If using the generator, make sure you select “Rstudio” in the “Job Script template” dropdown menu). I recommend copying the /reference/ or generated script into your desired working directory. You should now edit the script to request the time and resources you want. Some R modules, like those for coexpression analysis, need many threads and lots of memory, so you’ll want to edit the “–mem” and “–nodes” lines in the script to request the memory and CPUs you need. Also, for the next step, you may wish to edit the “–output” line to change the default location for the output instructions from /home/<username> to whichever working directory you want. The output instructions will tell you what to do next in detail.

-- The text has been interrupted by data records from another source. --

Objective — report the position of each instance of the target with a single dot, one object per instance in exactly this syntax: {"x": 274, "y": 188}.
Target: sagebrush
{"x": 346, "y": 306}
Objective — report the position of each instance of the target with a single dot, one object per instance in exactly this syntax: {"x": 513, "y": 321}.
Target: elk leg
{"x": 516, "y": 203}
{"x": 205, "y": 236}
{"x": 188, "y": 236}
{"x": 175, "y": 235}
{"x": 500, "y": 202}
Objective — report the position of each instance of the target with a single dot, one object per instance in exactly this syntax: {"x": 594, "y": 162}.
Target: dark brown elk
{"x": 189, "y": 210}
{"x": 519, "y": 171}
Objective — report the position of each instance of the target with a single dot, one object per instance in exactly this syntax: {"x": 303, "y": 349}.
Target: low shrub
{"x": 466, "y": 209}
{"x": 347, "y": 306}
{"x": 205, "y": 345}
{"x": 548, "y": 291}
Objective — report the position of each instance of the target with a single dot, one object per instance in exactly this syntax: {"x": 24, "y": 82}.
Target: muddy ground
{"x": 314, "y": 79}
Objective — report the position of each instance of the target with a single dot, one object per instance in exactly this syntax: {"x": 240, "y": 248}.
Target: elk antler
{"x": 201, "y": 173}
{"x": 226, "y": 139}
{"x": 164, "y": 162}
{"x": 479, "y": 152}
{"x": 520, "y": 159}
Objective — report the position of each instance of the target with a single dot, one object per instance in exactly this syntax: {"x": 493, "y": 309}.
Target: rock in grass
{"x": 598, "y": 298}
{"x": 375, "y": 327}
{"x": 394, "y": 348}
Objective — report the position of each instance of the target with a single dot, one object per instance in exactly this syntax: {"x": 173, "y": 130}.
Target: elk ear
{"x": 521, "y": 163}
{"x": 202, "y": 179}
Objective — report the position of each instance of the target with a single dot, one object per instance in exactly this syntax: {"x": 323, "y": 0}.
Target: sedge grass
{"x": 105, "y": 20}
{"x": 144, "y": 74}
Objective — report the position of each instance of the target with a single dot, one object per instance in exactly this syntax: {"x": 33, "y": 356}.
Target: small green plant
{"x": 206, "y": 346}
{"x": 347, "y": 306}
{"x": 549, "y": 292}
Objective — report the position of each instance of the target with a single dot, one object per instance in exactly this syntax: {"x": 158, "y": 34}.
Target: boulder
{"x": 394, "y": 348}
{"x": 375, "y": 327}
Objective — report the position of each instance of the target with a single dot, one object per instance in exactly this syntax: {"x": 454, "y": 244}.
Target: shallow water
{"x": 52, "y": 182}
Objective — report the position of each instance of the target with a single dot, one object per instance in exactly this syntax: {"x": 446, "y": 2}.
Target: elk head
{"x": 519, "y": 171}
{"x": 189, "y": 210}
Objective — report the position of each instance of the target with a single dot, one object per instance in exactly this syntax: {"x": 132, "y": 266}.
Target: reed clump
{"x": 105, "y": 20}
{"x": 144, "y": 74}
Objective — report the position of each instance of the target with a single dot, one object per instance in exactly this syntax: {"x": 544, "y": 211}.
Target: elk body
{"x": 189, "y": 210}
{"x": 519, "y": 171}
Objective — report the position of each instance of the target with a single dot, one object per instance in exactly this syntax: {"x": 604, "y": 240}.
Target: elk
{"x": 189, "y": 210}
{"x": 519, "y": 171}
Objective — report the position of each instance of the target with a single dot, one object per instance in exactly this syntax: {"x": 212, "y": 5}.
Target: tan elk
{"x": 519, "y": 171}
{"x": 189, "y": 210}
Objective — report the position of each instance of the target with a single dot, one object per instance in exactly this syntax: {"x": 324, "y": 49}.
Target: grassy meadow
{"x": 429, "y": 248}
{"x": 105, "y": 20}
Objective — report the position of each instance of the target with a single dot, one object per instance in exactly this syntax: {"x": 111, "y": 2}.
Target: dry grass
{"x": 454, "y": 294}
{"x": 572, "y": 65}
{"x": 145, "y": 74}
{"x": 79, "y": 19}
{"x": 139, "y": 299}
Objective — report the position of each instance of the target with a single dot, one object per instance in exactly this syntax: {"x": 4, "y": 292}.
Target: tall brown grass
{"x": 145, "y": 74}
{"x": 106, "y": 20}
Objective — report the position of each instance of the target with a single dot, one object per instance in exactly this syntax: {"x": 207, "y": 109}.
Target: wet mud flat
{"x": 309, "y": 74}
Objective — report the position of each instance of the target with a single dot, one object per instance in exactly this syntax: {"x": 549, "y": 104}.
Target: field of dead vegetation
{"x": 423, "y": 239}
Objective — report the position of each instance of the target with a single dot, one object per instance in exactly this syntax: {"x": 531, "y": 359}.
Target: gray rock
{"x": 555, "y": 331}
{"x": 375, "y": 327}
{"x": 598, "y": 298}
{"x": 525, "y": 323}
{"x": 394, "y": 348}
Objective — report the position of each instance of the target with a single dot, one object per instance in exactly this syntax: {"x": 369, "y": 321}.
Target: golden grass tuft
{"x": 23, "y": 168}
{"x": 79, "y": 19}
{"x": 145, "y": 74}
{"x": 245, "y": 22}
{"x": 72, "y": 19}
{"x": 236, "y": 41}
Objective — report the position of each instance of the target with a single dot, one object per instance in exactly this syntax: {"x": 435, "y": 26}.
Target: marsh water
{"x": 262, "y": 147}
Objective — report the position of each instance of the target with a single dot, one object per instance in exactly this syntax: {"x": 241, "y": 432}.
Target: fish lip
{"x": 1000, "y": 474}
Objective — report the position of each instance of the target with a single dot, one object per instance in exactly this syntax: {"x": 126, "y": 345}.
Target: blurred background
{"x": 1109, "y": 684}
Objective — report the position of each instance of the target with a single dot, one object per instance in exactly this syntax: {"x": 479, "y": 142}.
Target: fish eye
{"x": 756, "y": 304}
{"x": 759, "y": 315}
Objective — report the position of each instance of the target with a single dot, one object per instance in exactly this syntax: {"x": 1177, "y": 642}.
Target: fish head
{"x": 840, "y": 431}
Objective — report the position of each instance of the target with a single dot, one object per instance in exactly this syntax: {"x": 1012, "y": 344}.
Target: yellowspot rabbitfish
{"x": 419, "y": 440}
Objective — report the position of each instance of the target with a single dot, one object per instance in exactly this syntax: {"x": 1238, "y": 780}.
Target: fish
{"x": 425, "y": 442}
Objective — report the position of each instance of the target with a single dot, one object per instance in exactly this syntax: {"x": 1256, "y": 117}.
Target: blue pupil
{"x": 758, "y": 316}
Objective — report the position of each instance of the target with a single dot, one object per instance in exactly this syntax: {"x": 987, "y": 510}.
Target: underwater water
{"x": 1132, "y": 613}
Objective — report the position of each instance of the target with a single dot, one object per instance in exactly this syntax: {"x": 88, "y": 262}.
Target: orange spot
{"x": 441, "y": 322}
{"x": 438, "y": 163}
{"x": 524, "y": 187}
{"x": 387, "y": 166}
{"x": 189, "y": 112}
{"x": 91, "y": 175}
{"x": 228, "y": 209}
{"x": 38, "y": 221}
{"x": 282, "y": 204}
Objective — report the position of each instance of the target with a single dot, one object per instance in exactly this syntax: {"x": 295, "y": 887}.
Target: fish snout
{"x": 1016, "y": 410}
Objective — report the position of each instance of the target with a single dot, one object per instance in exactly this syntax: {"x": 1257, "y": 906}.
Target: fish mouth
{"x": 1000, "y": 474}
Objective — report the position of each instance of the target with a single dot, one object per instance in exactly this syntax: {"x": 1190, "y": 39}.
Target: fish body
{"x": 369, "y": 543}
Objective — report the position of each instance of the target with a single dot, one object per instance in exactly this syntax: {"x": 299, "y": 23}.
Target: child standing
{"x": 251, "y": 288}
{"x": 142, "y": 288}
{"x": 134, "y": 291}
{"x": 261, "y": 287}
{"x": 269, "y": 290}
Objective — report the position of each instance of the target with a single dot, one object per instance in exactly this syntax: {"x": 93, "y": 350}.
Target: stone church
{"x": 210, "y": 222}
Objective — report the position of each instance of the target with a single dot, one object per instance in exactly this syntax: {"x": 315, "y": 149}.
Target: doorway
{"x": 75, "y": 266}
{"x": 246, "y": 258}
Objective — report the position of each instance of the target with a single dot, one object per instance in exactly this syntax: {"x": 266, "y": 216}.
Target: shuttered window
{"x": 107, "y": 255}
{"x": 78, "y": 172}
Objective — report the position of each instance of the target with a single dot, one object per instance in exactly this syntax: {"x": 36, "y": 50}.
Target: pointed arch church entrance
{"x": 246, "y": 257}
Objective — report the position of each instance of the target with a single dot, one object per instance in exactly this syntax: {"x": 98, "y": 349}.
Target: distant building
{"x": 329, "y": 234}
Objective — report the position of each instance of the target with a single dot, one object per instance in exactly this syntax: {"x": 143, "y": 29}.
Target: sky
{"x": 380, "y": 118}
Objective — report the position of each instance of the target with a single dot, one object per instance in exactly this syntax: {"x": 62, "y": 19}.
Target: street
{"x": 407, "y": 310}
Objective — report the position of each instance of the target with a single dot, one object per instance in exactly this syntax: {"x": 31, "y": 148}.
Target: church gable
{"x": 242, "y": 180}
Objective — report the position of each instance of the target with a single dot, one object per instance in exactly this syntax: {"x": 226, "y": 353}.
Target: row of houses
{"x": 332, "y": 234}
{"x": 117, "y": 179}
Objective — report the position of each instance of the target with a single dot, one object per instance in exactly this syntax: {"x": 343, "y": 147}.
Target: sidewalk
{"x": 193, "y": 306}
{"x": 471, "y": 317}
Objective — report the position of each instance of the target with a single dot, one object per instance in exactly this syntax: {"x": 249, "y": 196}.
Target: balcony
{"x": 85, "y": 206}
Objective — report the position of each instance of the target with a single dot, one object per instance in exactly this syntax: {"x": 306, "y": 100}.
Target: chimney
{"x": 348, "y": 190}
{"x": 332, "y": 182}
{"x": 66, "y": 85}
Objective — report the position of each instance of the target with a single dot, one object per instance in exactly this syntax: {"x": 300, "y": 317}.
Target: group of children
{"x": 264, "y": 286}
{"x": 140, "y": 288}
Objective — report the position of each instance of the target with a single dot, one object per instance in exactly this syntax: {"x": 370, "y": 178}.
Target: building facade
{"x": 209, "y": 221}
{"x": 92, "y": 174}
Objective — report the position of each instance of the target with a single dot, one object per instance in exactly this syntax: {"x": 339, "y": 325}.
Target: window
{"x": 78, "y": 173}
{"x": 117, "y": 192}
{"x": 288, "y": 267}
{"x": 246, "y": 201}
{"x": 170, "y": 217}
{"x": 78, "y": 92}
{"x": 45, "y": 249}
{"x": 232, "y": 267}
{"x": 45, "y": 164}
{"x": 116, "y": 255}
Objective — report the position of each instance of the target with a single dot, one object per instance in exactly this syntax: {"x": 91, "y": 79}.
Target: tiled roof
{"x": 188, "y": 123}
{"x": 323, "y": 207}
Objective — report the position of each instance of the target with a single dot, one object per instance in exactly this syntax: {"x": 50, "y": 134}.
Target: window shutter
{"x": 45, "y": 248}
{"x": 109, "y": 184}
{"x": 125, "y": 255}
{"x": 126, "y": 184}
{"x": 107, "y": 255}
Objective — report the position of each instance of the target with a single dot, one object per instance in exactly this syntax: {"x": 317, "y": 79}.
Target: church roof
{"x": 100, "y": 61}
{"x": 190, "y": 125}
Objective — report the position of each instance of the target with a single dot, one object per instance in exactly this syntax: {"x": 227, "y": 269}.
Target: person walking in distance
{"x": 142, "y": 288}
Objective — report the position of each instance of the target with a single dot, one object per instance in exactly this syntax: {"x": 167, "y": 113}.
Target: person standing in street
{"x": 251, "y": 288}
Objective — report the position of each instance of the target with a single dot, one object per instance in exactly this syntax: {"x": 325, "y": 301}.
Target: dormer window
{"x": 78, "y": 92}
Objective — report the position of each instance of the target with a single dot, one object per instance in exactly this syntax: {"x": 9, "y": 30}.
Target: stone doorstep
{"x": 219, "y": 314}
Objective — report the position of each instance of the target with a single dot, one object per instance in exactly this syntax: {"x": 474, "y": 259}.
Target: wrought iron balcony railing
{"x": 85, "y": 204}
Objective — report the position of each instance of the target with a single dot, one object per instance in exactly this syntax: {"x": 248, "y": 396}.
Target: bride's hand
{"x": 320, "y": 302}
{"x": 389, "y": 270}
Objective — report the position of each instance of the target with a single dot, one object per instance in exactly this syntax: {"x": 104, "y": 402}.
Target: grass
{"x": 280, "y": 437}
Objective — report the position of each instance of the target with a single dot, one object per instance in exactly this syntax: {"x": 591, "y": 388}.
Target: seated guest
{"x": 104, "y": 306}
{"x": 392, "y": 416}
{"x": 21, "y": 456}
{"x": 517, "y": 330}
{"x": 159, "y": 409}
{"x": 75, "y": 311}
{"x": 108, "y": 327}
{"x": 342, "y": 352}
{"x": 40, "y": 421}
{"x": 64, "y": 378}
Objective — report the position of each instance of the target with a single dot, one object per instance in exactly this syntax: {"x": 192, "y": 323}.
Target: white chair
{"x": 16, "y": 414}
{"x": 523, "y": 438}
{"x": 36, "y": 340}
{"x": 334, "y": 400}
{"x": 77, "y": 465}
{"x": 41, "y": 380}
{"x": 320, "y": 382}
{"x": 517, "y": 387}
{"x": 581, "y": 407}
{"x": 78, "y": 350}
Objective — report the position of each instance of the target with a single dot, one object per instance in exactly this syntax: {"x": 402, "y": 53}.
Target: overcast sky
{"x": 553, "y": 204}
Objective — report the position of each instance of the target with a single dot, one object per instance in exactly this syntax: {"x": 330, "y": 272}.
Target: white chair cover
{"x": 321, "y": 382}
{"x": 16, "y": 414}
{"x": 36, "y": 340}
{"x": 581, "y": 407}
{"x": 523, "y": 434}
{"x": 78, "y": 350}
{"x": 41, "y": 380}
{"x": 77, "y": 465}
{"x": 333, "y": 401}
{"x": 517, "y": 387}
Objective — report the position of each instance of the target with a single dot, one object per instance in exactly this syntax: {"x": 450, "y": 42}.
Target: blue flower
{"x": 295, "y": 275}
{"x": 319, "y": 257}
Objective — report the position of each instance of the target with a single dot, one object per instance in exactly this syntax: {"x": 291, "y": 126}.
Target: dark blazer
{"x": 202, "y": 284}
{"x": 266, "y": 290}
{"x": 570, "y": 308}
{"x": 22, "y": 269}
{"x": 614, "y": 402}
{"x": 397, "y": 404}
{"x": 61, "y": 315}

Submit the job and read the instructions in the generated rstudio-out file
The outputted “rstudio-<lots of numbers>.out” file will have instructions on how to connect to your now-running Rstudio session. You can either a) create an ssh tunnel with an ssh -N -L 8787:hostname:port
command, then open a browser window at “localhost:8787” (you can then minimize the terminal window you used to do the ssh
command); or b) connect to the SCINet VPN, and go to the hostname:8787 address indicated in the rstudio.out file in your browser of choice.
Log into the Rstudio server
If you did the above step correctly, your browser should be presenting you with an Rstudio login screen. Following the instructions in the same output file above, log into the server in the browser window using the credentials supplied in that file (your Scinet user name and a randomly-generated one-time password).